Ineffective Use of Computers in Schools

Harry KellerBy Harry Keller
Editor, Science Education

On Tuesday, December 9, 2008, the New York Times columnist David Brooks wrote, “Obama wants to put more computers in classrooms, an old idea with dubious educational merit”[1].

It’s true that people have been putting computers in classrooms for many years. It’s also true that the impact of these computers has often been less than wished. However, neither of those facts tell us that we should stop. Rather, they tell us to review how and why computers are being used in those classrooms.

In my own visits to schools across the country, I have seen those computers being both underutilized and over-utilized. In some schools, the computers sit idle while traditional instruction continues. Occasionally, students are allowed to use the computers, and they get to use the standard business tools available such as spreadsheets and word processors. Sure, it’s nice that the students are learning to use those tools, but are they helping students learn their subject? I think not.

In other schools, I’ve seen computer rooms fully booked so that some teachers are unable to use them at all for their students. Upon inquiry, I discovered that math and English classes have priority because of high-stakes testing. The computers have various programs on them that drill the students on concepts required on those tests. In my opinion, these schools are wasting a valuable resource.

Computers slowly and quite certainly have revolutionized many businesses. Lawyers, among the last to succumb, now cannot live without their word processors with the ability to rewrite accurately, insert boilerplate, and check spelling and grammar. Software has been created to support the advances in productivity that we’ve seen in many industries. So, what’s the matter with education?

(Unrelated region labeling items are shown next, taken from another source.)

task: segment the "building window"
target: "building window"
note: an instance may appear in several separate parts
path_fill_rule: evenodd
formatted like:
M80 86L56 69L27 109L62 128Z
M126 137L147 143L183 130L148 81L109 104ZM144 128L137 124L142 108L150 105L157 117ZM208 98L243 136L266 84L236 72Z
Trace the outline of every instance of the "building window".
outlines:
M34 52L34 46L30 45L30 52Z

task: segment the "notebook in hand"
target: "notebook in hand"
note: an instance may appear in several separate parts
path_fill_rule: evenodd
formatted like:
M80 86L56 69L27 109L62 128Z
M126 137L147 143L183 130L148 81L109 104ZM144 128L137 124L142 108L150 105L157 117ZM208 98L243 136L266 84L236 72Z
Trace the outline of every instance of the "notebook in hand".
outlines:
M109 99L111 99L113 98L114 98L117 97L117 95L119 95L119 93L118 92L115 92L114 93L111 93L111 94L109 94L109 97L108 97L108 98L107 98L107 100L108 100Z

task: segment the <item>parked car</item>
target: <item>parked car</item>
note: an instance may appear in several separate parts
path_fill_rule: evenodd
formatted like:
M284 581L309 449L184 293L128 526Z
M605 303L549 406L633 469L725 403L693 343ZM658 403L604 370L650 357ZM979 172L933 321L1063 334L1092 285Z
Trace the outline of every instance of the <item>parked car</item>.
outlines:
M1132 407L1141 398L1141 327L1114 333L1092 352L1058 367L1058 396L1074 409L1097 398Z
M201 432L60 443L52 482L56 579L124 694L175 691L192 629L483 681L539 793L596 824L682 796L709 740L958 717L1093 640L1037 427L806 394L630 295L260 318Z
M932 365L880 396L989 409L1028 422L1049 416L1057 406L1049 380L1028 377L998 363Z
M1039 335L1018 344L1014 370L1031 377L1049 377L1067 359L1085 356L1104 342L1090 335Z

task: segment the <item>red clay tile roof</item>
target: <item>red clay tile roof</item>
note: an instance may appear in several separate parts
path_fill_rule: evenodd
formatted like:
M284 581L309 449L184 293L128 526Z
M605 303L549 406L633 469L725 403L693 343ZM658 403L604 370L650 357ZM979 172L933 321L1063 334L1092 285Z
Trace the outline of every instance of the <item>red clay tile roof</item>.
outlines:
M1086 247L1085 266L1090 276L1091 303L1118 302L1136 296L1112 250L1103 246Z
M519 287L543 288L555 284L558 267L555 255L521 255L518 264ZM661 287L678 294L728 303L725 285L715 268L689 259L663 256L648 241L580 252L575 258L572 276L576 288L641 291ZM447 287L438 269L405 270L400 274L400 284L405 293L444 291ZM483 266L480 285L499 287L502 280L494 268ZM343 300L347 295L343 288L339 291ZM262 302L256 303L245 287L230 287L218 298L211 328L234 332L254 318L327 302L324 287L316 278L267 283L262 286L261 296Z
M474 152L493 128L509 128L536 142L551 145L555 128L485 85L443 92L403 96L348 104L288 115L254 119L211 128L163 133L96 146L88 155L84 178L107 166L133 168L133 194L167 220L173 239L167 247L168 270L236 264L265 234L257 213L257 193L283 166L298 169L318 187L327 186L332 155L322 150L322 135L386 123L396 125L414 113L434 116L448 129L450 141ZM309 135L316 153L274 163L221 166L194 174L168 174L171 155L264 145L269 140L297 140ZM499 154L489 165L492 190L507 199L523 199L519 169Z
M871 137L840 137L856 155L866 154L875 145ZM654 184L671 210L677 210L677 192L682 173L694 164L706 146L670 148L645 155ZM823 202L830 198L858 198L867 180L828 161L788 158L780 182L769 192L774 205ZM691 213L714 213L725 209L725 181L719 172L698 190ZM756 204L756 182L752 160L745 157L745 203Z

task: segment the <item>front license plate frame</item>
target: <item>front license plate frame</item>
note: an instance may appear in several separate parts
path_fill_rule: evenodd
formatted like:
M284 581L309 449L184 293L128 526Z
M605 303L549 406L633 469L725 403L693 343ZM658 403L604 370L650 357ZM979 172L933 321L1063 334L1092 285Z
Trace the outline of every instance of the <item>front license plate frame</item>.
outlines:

keller04The larger class sizes we see in schools are not the result of improved worker productivity; they’re caused by budget shortfalls. Clearly, computers have not improved teacher productivity. Students aren’t learning better. Just look at any number of international measures of student success in mathematics and science. We (the United States) are losing.

At least in traditional classrooms, neither the quantity nor quality of product has improved in this age of technology. Charter schools are making some headway mostly because their employees work multiple job descriptions and long hours. Generally, online education works because students self-select based on study skills, and teachers have tools to allow them to have slightly larger numbers of students. Those tools come with “learning management systems” (LMS) that online schools use to handle administration of classes.

To be fair, the United States has over 50 different sets of standards for education and administers those standards from a very large number of individual school districts. That fact makes creating software usable across the entire country quite difficult. Turkey has committed its education system to online learning and doesn’t have the same problems. The software I’ve seen from Turkey is first-rate and shames our own home-grown efforts.

If we don’t get moving on real innovation in education right now, we may find our children learning from online schools headquartered in Turkey, Israel, and Singapore quite soon. Teachers, like factory workers, will see their jobs disappear overseas.

Instead of waiting, as the automobile industry did, until it’s too late, begin today by merging the various state standards, requiring teachers to use good computer-based learning tools, and having our federal government support innovation that uses technology to make a real difference and that’s not just drill repackaged or textbooks converted to online format with animations and sound or other similar old methods with new facades.